57% of respondents reported that their mental health and wellbeing has become worse or much worse as a result of the coronavirus. This is compared to 35% in the ONS group. This comparison suggests that the mental health and wellbeing of stem cell transplant patients is worse than the wider cohort. The free text comments revealed that many are struggling with their wellbeing due to the challenges of COVID-19.

I am struggling emotionally with being isolated from society again after more than 2 years of being away from society when I was having treatment and recovering from treatment.

Patient survey respondent

Stem cell transplant patients have experience of isolation, as this is often a requirement prior to and post-transplant to avoid infection. While some described this as being good preparation for shielding, for many people, it seems that being seen as vulnerable and being asked to shield can be seen as a set back from achieving ‘normality’ post-transplant. Many respondents have faced significant disruption to their lives as a result of the pandemic, with a number having to shield separately from immediate family and partners. This was, of course, having a significant impact on their wellbeing.

I am having to shield from my partner because he is going to work daily. It is very difficult to not be able to be close to the person you share your life with.

Patient survey respondent

The feeling, and fear of, being ‘left behind’ as lockdown eases and the country returns to some form of normality appeared to be very prevalent in many people’s minds. This was compounded by the long period of time without the UK Government specifically addressing the needs of shielders, followed by the swift changes to guidance. Many stem cell transplant patients believe they will not be safe to return to normal until a vaccine is in place.  

It also was clear that the easing of lockdown and considering the future, such as the return to work and school, had increased the concerns of stem cell transplant patients, compounded by a lack of clarity about how families should approach this. There was a lot of concern that the behavioural change in the general population, resulting from lockdown easing, could lead to more risk and potential spikes in local COVID-19 cases which would impact the safety of those who have been shielding. The risk of catching COVID-19 following the lifting of shielding at the end of July, coupled with the possibility of a second spike or local outbreaks, was a predominant anxiety for many.

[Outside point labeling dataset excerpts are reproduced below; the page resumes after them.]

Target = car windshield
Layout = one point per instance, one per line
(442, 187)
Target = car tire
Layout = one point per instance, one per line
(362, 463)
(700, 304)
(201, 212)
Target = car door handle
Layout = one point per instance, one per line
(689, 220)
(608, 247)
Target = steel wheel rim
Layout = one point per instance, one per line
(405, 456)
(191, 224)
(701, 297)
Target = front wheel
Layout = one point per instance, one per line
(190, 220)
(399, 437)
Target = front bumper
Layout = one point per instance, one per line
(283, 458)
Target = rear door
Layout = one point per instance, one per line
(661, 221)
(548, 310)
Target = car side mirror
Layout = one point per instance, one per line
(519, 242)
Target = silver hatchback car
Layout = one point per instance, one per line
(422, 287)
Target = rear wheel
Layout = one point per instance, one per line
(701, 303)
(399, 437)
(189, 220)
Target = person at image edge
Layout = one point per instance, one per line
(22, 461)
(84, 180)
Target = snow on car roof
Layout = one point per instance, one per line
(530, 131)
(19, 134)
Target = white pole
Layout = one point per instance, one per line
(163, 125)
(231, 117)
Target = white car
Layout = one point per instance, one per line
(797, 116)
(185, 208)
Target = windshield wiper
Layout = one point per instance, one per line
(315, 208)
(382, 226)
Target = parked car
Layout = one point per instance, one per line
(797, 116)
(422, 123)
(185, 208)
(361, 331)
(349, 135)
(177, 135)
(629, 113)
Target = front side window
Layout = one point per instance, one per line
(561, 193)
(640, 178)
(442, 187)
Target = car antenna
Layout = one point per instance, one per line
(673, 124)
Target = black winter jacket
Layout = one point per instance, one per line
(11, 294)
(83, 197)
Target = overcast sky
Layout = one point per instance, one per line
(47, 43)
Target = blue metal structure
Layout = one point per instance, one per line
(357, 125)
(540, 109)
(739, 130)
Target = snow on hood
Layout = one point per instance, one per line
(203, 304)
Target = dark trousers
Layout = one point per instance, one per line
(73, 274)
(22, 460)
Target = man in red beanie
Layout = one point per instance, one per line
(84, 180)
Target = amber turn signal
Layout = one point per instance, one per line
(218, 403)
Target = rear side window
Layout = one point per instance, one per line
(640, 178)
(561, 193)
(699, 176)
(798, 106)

My daughter starts school in September. I’ve been told to either move out of the family home, socially distance within the home or delay her start to school if COVID numbers are still high. We’re likely to delay her start to school until my immune system is a bit better so again, worry she’s been impacted because of my illness.

Patient survey respondent

Meanwhile, vital transplants are still going ahead but patients are having to navigate changes as a result of COVID-19. This includes restrictions on visitors, which is further distancing patients from their support networks at a difficult time.

Improving mental health and wellbeing

Improving the mental health and wellbeing of stem cell transplant patients must be a top priority. All patients should have pre- and regular post-transplant assessments of their mental wellbeing. In collaboration with their key worker, they should then have the opportunity to create a personalised care plan.  

Given the uncertainty around the future trajectory of the virus, there is likely to be a period of ‘start-stop-start’ as restrictions have to be eased and tightened to reflect on-the-ground circumstances. While this will be necessary for the NHS, it is likely to heighten confusion and anxiety for patients. To address this, patient communication, information and support must be integral to the NHS recovery plans and must ensure that there are contact-points for patients on an on-going basis.